Le 31 mars 2021, tous les sites web et applications mobiles publics et privés devront être conformes à la réglementation relative aux « cookies » et aux « traceurs ». Rappelons qu’il s’agit des petits fichiers informatiques qui constituent des témoins de connexion, déposés automatiquement sur le terminal de l’internaute (ordinateur, tablette, smartphone…) pour connaître ses habitudes de fréquentation sur internet et ses identifiants. La Cnil (Commission nationale informatique et libertés) avait accordé un délai, aux éditeurs de services en ligne, pour appliquer ses lignes directrices et ses recommandations du 17 septembre 2020, délai qui arrive donc à  son terme.

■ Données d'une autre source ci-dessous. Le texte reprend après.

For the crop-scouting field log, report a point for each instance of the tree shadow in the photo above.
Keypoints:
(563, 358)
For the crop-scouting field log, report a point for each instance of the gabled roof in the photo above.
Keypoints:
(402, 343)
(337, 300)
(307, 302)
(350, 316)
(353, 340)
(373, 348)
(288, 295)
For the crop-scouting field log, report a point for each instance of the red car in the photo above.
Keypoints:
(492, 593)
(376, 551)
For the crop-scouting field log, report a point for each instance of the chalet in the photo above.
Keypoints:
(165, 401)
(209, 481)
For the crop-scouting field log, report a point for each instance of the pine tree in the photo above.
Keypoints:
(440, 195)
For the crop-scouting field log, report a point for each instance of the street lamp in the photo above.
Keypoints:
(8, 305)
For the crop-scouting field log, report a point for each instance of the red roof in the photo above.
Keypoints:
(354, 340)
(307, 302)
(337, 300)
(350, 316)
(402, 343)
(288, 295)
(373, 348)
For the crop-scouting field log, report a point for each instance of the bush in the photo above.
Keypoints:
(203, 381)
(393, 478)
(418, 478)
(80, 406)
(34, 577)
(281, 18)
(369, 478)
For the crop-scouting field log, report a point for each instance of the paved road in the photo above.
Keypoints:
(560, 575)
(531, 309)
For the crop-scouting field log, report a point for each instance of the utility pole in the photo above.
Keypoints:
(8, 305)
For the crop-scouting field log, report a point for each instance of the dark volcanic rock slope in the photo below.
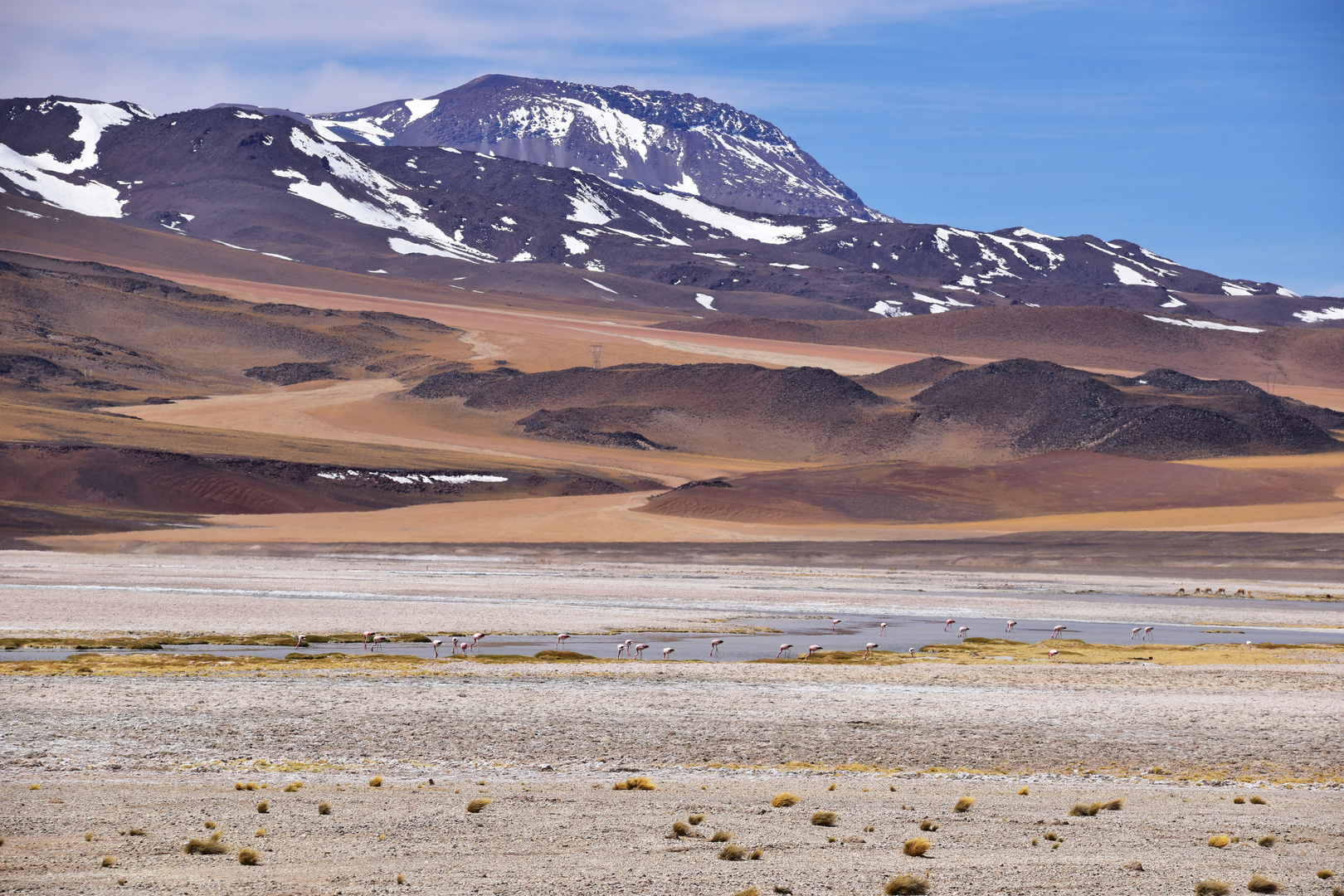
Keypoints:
(272, 184)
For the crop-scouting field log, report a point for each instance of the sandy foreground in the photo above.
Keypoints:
(117, 744)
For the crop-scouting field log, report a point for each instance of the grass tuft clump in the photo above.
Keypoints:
(916, 846)
(212, 846)
(906, 885)
(1261, 884)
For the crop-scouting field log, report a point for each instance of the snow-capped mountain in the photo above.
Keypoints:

Les prescriptions de la Cnil s’appuient notamment sur la directive du 12 juillet 2002, transcrite en droit français à l’article 82 de la loi Informatique et libertés et sur le règlement général de la protection des données européen (RGPD).

Désormais, tout utilisateur de services internet doit être informé, de manière claire et complète, de la finalité de toute action tendant à inscrire un cookie sur son ordinateur ou tendant à lire un cookie déjà installé, ainsi que des moyens dont il dispose pour s’y opposer.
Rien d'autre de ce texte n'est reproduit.